調査会社サード・ブリッジのアナリスト、ルイス・ナイト氏は「記録的な新規受注のニュースが見出しを占めるかもしれないが、短中期的にはほとんど意味がない」と述べた。
「ボトルネック、リードタイム、調達の課題、労働力不足が業界を悩ませ続けているため、注文の量に関係なく、納品には常に全力を注いでいます。」
シグマ・エアロは、同社が製造するエンジンや機体用のパイプ、ダクト、機械の需要が高まっているが、特定の原材料の購入に必要な時間が3倍以上になっているとウィザック氏はショーの傍らで語った。
ウクライナ戦争後、航空機メーカーは航空宇宙産業の主要なチタン生産会社であるロシアのVSMPO-Avismaの代替品を見つけようとしているが、これが需要を押し上げ、他の供給会社からの購入に長い待ち時間を生じさせている。
米国製チタンを購入するニューイングランド・エアフォイル・プロダクツ(NEAP)(コネチカット州)の社長ニック・デリック氏は、「今ではロシアから商品を購入していた人は皆、当店で買い物をしている」と語った。
例えば、米国、中国、日本の工場からの生産が増加しているにもかかわらず、VSMPO は特定の高強度チタン着陸装置の唯一の供給源であるとナイト氏は述べた。
「市場シェアは縮小するかもしれないが、エアバス、ボーイング、(エンジンメーカー)サフラン(SAF.PA)などにとって依存関係を取り除くのは非常に難しい。」
新しい機械を購入すれば、エンジンコンプレッサーに使用される同社の翼型に対する需要の増加に対応できるよう生産能力が向上しますが、デリックはバイヤーからの長期的なコミットメントを望んでいます。
「私には 100 人の従業員がおり、彼らの生計は会社の成功にかかっています。」
パンデミック中に一部のサプライヤーが航空宇宙産業から撤退したため、場合によっては部品や材料の入手に時間がかかることがあります。

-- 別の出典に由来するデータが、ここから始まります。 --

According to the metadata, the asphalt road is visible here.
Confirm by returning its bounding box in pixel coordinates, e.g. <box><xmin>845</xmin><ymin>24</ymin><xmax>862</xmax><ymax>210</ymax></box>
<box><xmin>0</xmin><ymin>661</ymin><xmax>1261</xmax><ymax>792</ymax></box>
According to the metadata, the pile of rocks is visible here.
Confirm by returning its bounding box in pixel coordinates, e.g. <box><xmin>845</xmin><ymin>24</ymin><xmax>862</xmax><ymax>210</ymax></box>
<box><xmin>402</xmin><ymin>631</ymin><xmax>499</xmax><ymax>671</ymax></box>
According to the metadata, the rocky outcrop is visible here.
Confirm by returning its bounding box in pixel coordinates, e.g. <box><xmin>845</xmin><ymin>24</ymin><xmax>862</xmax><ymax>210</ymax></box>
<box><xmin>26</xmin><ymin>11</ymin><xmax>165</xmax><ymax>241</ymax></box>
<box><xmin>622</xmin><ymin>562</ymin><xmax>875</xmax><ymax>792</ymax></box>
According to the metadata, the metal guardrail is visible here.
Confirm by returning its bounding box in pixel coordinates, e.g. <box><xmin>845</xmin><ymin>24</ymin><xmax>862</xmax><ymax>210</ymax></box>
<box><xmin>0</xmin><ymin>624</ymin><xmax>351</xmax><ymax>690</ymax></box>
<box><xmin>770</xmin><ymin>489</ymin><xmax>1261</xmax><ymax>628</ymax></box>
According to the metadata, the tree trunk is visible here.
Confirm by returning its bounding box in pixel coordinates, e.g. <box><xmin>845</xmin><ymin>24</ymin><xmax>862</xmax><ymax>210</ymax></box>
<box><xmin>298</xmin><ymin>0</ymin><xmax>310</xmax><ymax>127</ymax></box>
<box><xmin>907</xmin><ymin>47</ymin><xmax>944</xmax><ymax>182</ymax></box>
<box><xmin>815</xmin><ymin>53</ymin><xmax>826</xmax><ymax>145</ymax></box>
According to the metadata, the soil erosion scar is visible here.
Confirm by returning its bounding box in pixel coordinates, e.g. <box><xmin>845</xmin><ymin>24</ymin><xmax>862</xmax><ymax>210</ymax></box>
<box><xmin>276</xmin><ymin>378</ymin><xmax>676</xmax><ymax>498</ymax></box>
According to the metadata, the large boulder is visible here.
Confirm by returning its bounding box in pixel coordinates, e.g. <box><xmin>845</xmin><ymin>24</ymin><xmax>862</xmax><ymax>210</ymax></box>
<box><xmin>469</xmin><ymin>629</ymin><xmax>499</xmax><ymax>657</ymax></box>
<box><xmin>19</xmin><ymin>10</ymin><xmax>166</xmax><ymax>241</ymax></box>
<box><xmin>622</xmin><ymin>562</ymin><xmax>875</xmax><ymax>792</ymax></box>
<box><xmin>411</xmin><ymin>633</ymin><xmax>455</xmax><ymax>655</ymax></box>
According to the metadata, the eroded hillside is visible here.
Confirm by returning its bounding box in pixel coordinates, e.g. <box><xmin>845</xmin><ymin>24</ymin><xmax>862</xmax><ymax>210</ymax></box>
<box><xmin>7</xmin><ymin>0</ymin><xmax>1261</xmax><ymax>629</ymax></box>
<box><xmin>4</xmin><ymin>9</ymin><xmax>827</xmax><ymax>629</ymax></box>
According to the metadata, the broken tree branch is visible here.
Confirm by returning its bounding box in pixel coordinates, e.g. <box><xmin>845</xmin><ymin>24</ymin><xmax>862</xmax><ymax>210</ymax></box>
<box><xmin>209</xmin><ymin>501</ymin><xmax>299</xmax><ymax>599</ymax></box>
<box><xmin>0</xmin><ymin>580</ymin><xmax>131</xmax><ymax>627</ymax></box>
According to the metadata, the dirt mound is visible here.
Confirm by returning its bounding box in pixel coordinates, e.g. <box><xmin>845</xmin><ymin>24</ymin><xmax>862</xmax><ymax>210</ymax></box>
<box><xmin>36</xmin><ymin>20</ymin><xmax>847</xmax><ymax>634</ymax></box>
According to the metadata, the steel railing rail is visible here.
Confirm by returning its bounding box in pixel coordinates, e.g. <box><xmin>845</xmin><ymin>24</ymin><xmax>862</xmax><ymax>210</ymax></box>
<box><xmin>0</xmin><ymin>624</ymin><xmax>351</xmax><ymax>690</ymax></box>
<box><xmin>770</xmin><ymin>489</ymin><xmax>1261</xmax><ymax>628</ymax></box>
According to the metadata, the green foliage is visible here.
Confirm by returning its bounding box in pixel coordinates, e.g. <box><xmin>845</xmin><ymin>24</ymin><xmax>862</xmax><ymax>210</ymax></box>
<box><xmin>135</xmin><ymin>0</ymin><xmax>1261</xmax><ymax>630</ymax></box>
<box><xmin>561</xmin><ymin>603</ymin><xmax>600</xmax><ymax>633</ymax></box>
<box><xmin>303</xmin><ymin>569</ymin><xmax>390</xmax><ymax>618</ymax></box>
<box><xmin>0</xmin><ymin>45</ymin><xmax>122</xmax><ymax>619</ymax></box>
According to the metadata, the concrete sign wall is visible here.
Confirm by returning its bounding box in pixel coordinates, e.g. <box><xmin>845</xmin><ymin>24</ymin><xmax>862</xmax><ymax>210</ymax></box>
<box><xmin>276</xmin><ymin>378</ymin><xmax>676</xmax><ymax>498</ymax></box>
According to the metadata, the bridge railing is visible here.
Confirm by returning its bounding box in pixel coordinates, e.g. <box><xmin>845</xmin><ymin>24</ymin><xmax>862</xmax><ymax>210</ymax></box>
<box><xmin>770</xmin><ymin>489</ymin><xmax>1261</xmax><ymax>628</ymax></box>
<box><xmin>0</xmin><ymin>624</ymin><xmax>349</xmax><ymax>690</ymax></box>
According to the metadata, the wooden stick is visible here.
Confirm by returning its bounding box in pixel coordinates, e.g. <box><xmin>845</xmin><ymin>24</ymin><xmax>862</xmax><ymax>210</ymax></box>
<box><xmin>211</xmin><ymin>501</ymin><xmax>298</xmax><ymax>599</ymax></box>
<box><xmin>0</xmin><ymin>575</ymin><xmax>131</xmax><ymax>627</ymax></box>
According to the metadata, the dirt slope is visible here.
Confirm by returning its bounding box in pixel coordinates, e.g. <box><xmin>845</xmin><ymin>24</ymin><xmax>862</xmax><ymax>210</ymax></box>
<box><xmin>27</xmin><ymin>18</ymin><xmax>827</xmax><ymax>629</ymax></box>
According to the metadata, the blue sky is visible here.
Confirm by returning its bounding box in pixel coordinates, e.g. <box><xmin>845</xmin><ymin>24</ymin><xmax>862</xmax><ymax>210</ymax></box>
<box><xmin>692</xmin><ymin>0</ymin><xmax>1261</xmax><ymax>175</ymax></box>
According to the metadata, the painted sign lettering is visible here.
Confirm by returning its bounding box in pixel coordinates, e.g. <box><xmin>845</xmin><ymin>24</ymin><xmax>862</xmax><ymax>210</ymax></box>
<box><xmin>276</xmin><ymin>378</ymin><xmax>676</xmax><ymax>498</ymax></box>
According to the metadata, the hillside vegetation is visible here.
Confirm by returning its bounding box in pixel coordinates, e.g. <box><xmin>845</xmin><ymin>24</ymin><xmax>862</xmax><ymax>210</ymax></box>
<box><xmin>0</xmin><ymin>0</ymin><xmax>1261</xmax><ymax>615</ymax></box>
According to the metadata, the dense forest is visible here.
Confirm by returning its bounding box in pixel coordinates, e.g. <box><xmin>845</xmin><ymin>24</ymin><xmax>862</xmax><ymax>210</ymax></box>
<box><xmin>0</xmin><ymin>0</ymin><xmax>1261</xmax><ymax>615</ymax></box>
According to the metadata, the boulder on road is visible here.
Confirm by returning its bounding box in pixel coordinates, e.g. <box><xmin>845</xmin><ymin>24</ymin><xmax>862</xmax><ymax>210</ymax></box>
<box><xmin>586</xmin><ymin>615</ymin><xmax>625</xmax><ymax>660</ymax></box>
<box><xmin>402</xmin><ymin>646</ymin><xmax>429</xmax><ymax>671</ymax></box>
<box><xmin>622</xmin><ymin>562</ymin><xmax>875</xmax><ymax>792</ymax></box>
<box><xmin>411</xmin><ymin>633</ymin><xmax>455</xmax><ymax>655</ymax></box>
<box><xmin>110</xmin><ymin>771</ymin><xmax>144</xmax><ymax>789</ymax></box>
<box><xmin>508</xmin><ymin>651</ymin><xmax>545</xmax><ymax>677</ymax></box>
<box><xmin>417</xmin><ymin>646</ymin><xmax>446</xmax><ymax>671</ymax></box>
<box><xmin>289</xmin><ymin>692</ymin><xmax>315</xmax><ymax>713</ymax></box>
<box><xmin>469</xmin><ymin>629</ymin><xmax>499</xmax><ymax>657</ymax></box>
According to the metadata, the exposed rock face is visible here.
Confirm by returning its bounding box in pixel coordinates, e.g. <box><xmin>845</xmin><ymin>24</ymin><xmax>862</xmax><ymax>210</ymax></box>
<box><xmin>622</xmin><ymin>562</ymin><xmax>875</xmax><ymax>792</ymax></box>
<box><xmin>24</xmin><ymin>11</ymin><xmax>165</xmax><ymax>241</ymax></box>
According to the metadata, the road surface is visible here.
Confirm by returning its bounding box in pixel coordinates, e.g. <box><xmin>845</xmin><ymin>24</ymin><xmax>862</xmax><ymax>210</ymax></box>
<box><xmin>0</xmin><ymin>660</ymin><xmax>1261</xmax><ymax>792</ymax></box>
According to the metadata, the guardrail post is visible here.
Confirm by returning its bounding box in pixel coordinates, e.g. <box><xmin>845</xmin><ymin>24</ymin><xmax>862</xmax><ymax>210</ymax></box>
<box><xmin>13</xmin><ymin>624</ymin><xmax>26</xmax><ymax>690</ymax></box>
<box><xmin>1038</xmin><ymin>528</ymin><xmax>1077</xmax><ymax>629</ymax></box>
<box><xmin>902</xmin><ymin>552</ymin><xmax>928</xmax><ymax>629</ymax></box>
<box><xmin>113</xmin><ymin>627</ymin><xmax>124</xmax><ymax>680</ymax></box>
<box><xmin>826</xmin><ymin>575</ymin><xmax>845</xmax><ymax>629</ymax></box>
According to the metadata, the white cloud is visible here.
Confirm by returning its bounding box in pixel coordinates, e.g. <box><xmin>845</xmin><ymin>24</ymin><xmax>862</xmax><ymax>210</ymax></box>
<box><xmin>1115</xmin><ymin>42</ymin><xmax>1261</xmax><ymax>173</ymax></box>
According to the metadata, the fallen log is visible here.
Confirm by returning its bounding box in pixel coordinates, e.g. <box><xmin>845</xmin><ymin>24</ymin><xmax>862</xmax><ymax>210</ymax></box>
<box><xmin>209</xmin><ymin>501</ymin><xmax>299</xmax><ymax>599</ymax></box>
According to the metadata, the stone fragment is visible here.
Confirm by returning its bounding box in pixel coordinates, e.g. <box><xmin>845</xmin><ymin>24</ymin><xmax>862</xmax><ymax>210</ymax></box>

カナダのケベック州にある DCM グループは、主に保護コーティングを必要とする板金から溶接された部品を製造しています。
しかし、DCMの事業開発担当エグゼクティブバイスプレジデント、ギョーム・ガスパリ氏は、一部の企業が新型コロナウイルス感染症以降営業を停止したため、この業界はストレスにさらされていると述べた。